"Navier Stokes" Solvers
Funded by NASA Ames, NASA Lewis/Glenn, ALCOA (electrodeposition), ANYSIS (multiphase flow), Ford (IC engine flows), NSF (sprays & liquid atomization)
Students: Erlendur Steinthorrson, Joe Li, Adnan Karadag, Arindam Dasgupta, Asghar Afshari; colleagues: Farhad Jaberi and Glenn Sinclair). This research is important because it determines the accuracy of the computed solutions, the efficiency with which they can be obtained, and the range of problems that can be studied by CFD.
Contributions made include:
- Developed a flux-vector splitting algorithm for conservation equations cast in chain-rule conservation-law form for spatial domains that deform in time and for PDEs that cannot be cast in strong conservation-law form (e.g., multi-fluid models of multiphase flows).
- Developed a finite-volume algorithm based on the AUSM scheme for chemically reacting flows that can handle extremely low Mach number compressible flows (pre-conditioning was found to be not needed).
- Developed a noniterative implicit algorithm for tracking particles in mixed Lagrangian-Eulerian formulations, which enables much larger time-step sizes to be used.
- Developed an approximate factorization method for PDEs with source terms, where the approximate factorization is a minimum for time-accurate simulations.
- Developed a predictor-corrector method to stabilize three-factored schemes such as the Beam-Warming approximate-factorization method.
- Developed an efficient LU factorization method for the “full” compressible Navier-Stokes equations in which the viscous terms are also factored.

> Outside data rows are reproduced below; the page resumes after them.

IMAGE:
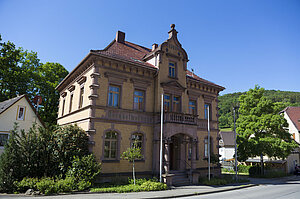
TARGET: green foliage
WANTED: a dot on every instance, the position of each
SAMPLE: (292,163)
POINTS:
(141,185)
(71,141)
(47,186)
(153,186)
(84,169)
(26,183)
(227,101)
(22,73)
(46,152)
(261,130)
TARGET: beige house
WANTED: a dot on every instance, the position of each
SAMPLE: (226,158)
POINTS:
(114,94)
(16,110)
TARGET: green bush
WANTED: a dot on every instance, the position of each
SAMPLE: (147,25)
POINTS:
(26,183)
(243,168)
(65,185)
(47,186)
(84,169)
(153,186)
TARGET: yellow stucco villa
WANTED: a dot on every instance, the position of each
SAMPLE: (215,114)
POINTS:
(114,94)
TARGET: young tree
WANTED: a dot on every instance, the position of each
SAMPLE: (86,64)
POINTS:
(131,154)
(261,129)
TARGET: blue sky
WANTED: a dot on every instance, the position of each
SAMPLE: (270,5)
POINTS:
(234,43)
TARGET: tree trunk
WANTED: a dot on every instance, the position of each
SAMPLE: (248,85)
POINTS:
(262,164)
(133,174)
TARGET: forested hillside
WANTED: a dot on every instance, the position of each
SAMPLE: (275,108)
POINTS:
(227,101)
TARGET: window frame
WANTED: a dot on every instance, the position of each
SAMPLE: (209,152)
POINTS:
(110,140)
(193,106)
(3,133)
(119,96)
(143,97)
(18,113)
(81,96)
(174,67)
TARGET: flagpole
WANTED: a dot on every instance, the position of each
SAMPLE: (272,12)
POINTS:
(208,142)
(161,135)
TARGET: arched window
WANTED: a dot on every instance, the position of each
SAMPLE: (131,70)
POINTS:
(111,145)
(137,138)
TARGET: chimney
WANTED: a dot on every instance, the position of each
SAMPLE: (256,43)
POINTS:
(154,46)
(120,37)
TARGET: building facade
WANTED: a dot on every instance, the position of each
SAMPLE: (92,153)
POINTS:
(114,94)
(16,110)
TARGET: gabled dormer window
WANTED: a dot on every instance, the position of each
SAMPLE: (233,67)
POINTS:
(172,69)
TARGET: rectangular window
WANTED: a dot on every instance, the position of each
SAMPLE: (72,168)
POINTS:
(81,97)
(63,107)
(176,104)
(113,96)
(192,107)
(207,111)
(3,139)
(167,102)
(138,100)
(172,69)
(21,113)
(71,102)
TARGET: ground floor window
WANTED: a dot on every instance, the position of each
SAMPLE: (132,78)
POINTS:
(110,145)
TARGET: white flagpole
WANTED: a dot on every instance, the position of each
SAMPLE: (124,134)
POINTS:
(208,142)
(161,135)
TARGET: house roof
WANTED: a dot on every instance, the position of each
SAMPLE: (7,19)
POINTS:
(8,103)
(294,114)
(227,137)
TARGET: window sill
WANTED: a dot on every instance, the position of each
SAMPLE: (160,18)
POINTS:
(110,161)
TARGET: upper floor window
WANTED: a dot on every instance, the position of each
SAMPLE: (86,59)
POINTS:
(113,96)
(138,100)
(207,111)
(167,102)
(81,96)
(176,104)
(110,145)
(21,113)
(3,139)
(172,69)
(192,107)
(63,106)
(71,102)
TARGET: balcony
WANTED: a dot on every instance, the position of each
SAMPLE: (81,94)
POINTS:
(180,118)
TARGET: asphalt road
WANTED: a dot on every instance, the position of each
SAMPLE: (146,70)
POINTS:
(276,190)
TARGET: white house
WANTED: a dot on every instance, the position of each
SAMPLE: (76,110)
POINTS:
(16,110)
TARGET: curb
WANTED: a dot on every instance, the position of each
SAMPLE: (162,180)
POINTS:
(207,192)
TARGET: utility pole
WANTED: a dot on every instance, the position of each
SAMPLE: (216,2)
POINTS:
(208,142)
(235,147)
(161,135)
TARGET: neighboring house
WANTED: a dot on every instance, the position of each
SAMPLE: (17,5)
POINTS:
(114,94)
(292,115)
(226,143)
(16,110)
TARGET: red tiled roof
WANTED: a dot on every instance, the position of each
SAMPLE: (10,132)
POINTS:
(294,115)
(135,53)
(126,51)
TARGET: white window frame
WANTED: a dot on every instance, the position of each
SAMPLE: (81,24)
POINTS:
(18,112)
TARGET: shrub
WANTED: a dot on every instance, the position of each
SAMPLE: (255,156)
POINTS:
(47,186)
(65,185)
(153,186)
(84,169)
(26,183)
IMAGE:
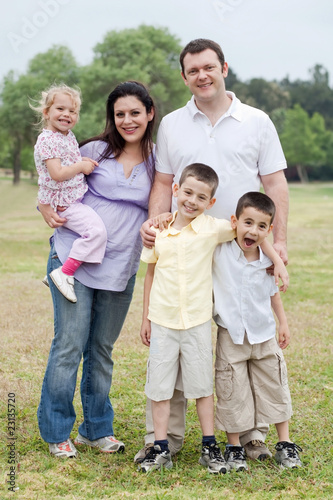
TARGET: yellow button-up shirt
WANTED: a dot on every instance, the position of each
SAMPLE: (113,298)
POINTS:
(181,293)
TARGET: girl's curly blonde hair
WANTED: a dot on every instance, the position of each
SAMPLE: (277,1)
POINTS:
(47,99)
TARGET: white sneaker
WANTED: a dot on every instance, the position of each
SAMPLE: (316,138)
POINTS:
(64,283)
(108,444)
(63,450)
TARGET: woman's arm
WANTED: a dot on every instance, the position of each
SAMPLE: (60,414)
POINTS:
(51,217)
(145,327)
(60,173)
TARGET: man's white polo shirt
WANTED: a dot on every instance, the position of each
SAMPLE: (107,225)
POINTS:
(242,294)
(242,146)
(181,294)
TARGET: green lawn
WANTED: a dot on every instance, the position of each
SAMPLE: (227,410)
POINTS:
(26,334)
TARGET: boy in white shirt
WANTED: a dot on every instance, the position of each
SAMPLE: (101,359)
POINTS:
(251,373)
(177,313)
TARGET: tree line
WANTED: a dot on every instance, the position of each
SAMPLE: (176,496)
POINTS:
(301,110)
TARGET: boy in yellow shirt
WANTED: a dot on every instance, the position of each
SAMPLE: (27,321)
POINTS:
(178,310)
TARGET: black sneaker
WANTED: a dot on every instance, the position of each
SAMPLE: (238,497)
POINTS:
(235,458)
(287,455)
(212,458)
(155,459)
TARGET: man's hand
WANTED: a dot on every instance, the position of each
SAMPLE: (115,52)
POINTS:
(51,217)
(284,336)
(145,332)
(280,272)
(281,250)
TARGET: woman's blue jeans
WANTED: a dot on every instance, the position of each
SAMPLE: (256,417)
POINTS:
(90,328)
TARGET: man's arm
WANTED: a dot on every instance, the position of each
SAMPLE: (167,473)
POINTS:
(283,329)
(159,202)
(276,187)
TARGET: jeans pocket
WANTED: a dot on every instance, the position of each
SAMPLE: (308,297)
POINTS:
(282,369)
(224,381)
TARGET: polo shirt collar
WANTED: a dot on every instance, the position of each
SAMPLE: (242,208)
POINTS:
(235,109)
(238,253)
(195,225)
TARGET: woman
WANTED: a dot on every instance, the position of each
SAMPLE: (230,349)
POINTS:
(118,190)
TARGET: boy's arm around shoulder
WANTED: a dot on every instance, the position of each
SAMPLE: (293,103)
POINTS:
(283,328)
(225,231)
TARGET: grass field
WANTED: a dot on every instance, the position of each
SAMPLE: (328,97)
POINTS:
(26,334)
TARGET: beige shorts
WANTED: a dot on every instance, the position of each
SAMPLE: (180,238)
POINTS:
(191,350)
(251,384)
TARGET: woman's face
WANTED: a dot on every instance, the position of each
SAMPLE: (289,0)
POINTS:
(131,118)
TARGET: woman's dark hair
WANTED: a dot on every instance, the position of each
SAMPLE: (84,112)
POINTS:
(114,142)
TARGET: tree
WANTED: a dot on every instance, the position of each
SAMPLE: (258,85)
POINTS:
(313,95)
(303,140)
(147,54)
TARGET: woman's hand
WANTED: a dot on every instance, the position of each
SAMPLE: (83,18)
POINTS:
(162,221)
(51,217)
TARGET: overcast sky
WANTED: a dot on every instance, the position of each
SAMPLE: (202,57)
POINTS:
(260,38)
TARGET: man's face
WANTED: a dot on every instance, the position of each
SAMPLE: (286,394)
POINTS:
(204,75)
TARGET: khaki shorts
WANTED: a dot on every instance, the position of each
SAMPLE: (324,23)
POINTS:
(191,350)
(251,384)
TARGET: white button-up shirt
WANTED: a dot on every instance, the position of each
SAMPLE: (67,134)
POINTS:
(242,294)
(242,146)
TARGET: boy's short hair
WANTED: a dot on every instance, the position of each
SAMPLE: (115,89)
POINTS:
(257,200)
(202,173)
(199,45)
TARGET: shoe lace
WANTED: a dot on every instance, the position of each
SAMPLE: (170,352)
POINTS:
(291,448)
(215,452)
(151,453)
(257,443)
(238,452)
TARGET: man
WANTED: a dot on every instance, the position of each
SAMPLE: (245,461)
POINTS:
(242,145)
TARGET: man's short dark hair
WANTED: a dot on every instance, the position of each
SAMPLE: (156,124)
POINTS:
(202,173)
(257,200)
(199,45)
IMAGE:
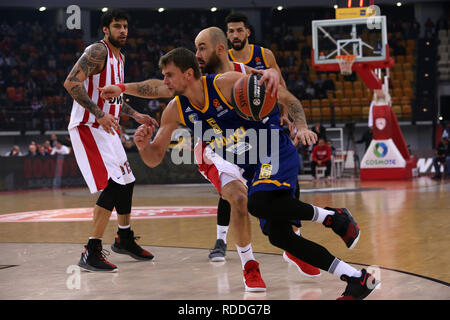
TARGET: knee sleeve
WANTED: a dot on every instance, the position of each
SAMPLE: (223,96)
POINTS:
(223,212)
(280,205)
(106,198)
(124,198)
(117,196)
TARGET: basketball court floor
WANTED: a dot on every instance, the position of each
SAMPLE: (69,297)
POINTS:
(404,240)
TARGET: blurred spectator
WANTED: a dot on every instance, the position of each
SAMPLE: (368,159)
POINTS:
(14,152)
(53,140)
(60,149)
(321,156)
(442,157)
(333,149)
(129,146)
(320,130)
(446,132)
(47,146)
(366,138)
(442,23)
(32,150)
(41,151)
(429,28)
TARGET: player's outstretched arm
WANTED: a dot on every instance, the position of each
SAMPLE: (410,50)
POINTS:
(152,153)
(272,61)
(151,89)
(91,62)
(139,117)
(303,134)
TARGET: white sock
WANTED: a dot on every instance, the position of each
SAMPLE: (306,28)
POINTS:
(246,254)
(339,268)
(320,214)
(222,232)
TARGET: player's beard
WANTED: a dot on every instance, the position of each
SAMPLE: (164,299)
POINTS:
(212,65)
(238,46)
(116,42)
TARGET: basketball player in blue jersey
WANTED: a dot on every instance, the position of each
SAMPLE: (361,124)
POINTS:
(254,56)
(238,33)
(270,191)
(211,53)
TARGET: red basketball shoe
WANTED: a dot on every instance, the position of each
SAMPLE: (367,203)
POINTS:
(252,277)
(302,267)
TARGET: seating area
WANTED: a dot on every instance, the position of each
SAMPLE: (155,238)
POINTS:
(443,53)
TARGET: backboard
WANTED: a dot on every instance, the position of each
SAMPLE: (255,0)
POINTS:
(366,38)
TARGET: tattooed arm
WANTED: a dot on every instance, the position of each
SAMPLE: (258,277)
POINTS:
(297,113)
(139,117)
(91,62)
(150,89)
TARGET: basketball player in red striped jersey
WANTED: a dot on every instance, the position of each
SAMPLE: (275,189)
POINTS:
(94,132)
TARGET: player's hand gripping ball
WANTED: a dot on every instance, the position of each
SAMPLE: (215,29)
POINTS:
(250,100)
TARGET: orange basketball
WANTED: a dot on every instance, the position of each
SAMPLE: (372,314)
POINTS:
(250,99)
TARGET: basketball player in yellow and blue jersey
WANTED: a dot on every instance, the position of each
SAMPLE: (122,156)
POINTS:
(257,57)
(271,177)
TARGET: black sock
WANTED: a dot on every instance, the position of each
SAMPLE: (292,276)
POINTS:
(94,243)
(282,236)
(124,232)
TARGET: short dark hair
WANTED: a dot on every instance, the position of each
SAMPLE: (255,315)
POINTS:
(182,58)
(114,14)
(237,17)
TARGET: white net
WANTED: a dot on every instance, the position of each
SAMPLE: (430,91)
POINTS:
(346,63)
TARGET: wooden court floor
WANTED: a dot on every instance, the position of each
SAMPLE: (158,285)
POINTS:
(405,233)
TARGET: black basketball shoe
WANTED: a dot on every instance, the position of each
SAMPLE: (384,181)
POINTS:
(218,253)
(125,243)
(94,259)
(343,225)
(358,288)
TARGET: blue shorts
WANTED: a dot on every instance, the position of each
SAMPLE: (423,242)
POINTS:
(278,173)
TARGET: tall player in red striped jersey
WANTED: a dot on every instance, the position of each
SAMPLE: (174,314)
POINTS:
(94,132)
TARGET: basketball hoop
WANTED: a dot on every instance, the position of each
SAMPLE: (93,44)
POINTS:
(346,63)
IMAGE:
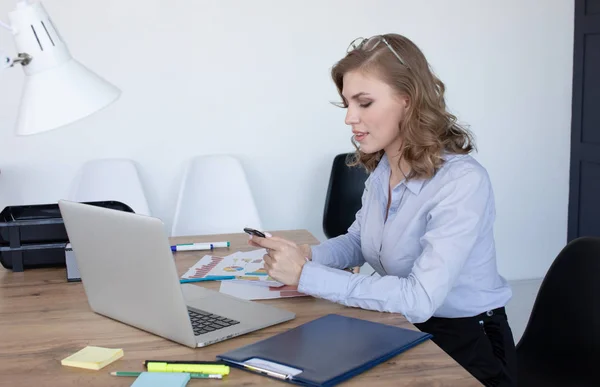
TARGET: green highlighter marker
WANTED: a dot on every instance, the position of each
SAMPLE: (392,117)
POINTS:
(193,375)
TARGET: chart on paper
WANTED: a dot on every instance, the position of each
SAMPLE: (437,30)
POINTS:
(245,266)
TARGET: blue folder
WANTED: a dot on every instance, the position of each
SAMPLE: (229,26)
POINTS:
(325,351)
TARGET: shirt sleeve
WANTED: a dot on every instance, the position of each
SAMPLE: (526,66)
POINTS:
(343,251)
(453,227)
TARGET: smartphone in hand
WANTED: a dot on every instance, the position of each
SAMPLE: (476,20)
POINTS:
(252,231)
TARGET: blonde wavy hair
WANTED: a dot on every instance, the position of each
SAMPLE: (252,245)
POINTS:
(428,130)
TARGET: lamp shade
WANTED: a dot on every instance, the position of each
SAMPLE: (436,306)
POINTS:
(58,90)
(60,96)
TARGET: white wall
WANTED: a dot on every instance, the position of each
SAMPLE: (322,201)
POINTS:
(251,78)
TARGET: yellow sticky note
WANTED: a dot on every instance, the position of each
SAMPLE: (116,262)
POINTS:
(92,358)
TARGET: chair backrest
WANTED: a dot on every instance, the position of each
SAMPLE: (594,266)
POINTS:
(343,200)
(110,179)
(214,198)
(566,314)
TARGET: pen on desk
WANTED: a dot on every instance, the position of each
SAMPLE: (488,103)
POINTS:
(207,278)
(192,375)
(187,367)
(199,246)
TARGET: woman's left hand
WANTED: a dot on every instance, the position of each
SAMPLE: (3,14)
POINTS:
(284,259)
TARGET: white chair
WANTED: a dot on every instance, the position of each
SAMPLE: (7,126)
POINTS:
(110,179)
(214,198)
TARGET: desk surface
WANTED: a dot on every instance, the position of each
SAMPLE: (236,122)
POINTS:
(43,319)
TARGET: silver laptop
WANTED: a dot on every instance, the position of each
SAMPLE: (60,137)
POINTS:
(128,273)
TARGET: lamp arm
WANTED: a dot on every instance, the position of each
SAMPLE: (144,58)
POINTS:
(5,60)
(2,24)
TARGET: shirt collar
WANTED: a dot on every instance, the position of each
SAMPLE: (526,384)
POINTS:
(383,170)
(414,185)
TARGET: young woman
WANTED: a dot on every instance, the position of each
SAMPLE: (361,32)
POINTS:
(426,222)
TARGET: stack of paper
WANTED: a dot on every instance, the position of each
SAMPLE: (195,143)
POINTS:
(93,358)
(251,282)
(246,267)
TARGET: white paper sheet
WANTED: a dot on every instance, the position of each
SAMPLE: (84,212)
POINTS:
(247,267)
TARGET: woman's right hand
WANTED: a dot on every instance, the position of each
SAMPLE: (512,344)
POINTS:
(306,250)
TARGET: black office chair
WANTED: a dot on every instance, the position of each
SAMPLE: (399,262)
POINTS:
(561,343)
(346,186)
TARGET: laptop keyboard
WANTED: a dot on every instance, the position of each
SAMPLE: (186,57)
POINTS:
(204,322)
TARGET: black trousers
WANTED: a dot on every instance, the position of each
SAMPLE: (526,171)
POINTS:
(482,344)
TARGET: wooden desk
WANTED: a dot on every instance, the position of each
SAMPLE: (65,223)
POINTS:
(43,319)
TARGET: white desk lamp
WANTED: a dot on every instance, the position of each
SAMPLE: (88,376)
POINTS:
(58,90)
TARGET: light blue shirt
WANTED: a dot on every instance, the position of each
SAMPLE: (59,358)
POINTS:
(433,256)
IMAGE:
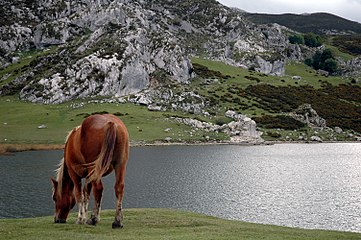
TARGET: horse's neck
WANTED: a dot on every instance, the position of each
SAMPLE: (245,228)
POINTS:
(64,179)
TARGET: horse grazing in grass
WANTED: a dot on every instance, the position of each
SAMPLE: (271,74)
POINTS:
(92,150)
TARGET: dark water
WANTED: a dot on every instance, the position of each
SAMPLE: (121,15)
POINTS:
(299,185)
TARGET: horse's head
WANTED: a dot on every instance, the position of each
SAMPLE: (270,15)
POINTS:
(64,201)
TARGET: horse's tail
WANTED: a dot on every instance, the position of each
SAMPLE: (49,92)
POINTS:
(101,165)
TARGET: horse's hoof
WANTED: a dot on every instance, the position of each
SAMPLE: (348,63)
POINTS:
(59,220)
(117,225)
(79,222)
(92,221)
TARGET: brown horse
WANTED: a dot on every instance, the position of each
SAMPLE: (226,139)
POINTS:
(92,150)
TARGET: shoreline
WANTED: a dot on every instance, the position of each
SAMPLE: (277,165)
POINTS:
(11,148)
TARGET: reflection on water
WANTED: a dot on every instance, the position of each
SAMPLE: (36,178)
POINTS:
(299,185)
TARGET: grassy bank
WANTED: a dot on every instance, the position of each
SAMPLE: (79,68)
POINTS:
(158,224)
(20,121)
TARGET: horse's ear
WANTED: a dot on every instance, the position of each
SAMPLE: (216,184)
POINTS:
(54,182)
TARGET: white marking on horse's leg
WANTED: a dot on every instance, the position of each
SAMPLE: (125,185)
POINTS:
(118,214)
(80,219)
(96,211)
(83,208)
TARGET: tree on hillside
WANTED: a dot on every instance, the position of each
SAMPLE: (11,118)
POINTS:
(323,60)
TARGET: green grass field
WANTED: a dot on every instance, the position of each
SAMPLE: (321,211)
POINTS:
(19,122)
(158,224)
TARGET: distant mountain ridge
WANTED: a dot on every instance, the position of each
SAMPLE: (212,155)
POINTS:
(122,47)
(319,23)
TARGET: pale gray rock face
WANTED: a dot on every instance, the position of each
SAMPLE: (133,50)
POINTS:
(115,48)
(241,130)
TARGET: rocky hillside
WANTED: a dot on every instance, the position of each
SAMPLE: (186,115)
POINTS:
(121,47)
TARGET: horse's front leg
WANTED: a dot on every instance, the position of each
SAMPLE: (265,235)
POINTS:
(98,194)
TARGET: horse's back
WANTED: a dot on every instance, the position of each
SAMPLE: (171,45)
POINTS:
(93,134)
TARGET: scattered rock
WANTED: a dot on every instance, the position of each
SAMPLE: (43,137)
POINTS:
(316,139)
(43,126)
(306,114)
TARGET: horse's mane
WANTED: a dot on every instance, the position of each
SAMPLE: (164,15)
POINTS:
(60,170)
(59,174)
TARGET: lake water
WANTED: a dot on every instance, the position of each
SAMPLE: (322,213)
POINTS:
(297,185)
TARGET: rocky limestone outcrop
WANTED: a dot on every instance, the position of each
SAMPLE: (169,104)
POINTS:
(122,52)
(112,47)
(241,130)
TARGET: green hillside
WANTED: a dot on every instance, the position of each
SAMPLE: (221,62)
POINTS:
(315,22)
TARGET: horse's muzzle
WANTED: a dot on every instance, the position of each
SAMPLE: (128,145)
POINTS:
(59,220)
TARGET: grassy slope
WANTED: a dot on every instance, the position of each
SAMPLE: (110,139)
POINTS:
(19,122)
(158,224)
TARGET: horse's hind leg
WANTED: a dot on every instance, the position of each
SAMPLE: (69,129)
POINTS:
(119,193)
(82,198)
(98,194)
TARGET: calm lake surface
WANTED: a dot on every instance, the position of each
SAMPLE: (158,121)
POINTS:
(297,185)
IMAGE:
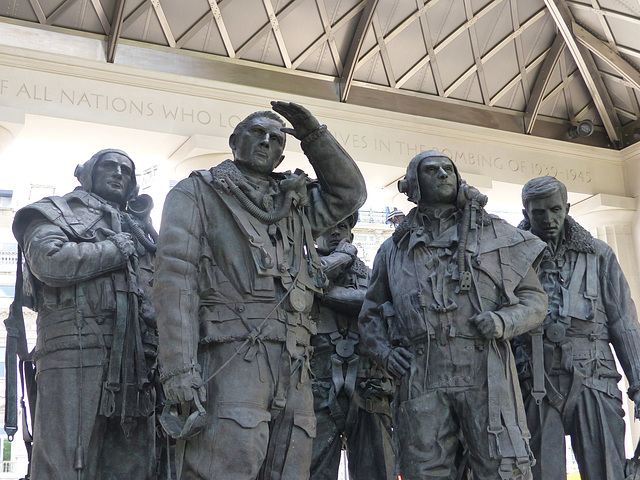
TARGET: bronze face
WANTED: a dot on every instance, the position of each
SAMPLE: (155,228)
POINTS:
(111,178)
(546,216)
(259,146)
(437,180)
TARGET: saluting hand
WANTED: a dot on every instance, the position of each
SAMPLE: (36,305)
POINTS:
(300,118)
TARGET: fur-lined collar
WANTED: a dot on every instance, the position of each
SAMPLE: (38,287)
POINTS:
(482,218)
(577,237)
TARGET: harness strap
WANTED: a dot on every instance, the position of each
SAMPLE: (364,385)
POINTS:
(112,383)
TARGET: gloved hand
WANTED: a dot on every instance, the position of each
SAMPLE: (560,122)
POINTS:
(300,118)
(181,388)
(124,242)
(398,361)
(345,246)
(489,324)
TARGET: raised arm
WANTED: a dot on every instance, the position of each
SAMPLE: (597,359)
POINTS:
(176,295)
(340,190)
(58,261)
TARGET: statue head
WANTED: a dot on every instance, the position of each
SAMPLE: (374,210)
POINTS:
(329,240)
(545,207)
(109,174)
(257,142)
(431,179)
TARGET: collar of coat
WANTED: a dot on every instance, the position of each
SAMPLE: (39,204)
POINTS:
(482,218)
(577,237)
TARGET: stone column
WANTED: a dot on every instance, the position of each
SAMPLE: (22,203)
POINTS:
(11,121)
(613,220)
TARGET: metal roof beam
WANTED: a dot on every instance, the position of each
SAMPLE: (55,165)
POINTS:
(222,28)
(542,81)
(505,41)
(277,33)
(604,11)
(328,31)
(37,9)
(438,48)
(164,23)
(514,81)
(349,70)
(563,18)
(102,16)
(384,53)
(400,28)
(323,38)
(256,37)
(477,54)
(136,14)
(520,57)
(431,55)
(63,7)
(607,55)
(114,32)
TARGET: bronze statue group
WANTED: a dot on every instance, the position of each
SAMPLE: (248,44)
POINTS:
(248,341)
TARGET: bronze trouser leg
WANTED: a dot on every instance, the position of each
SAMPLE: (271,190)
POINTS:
(597,436)
(234,442)
(57,421)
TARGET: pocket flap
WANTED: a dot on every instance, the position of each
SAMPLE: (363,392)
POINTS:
(246,417)
(306,421)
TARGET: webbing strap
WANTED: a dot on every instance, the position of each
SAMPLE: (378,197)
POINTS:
(538,391)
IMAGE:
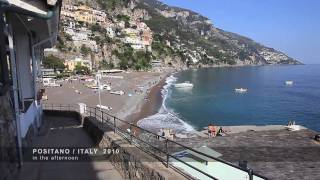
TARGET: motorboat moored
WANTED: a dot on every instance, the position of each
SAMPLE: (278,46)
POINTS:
(289,82)
(241,90)
(185,84)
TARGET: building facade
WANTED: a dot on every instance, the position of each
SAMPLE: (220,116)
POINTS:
(26,28)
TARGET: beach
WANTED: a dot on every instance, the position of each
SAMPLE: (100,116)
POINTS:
(141,99)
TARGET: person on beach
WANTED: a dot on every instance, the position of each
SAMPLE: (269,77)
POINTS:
(211,130)
(221,132)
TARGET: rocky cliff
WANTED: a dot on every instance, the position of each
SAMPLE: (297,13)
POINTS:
(174,36)
(201,42)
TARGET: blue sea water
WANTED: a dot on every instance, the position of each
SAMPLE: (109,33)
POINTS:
(213,99)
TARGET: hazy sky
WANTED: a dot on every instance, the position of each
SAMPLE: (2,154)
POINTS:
(291,26)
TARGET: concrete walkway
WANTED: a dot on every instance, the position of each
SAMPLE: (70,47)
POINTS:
(65,132)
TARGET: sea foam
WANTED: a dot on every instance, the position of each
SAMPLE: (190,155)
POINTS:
(166,117)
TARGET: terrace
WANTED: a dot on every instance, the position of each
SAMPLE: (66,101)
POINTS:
(142,153)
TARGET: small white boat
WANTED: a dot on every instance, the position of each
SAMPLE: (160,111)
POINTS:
(289,82)
(185,84)
(241,90)
(117,92)
(293,127)
(108,108)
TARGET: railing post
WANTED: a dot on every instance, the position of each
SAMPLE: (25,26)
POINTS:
(167,153)
(102,116)
(114,124)
(130,133)
(250,172)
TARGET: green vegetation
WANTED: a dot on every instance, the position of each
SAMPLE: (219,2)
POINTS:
(105,65)
(130,59)
(79,69)
(112,4)
(53,62)
(85,50)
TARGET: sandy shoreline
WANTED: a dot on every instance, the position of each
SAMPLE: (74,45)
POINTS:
(152,105)
(142,94)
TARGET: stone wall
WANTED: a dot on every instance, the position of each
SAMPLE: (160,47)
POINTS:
(8,146)
(131,162)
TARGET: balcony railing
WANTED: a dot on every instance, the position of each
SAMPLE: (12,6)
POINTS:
(158,146)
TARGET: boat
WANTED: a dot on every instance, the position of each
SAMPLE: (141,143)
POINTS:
(289,82)
(240,90)
(117,92)
(108,108)
(185,84)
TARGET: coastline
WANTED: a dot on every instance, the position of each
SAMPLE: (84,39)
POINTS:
(153,103)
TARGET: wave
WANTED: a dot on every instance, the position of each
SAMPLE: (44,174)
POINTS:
(166,117)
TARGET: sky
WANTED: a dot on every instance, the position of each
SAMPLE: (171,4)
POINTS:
(291,26)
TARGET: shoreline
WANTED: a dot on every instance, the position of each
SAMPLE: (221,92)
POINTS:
(153,103)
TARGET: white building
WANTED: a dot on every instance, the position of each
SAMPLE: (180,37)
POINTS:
(26,28)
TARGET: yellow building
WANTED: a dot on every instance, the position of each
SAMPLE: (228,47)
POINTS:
(71,64)
(89,15)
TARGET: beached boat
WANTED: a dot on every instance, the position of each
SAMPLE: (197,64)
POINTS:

- Developed and validated several codes for computing two- and three-dimensional flows that can be compressible or incompressible, laminar or turbulent, reacting or nonreacting, steady or unsteady, and single- or multi-phase, including an algorithm and a code (developed in 1994) for the direct simulation of particle-particle interactions in which the flow around each moving particle can be resolved.
- Discovered and performed asymptotic analysis to verify stress and pressure singularities induced by steady flows of viscous incompressible fluids, where solution quality decreases as grid resolution increases.
Current research is on hybrid methods for computing turbulent flows with focus on inflow boundary conditions for LES and boundary conditions at the interface between LES and RANS.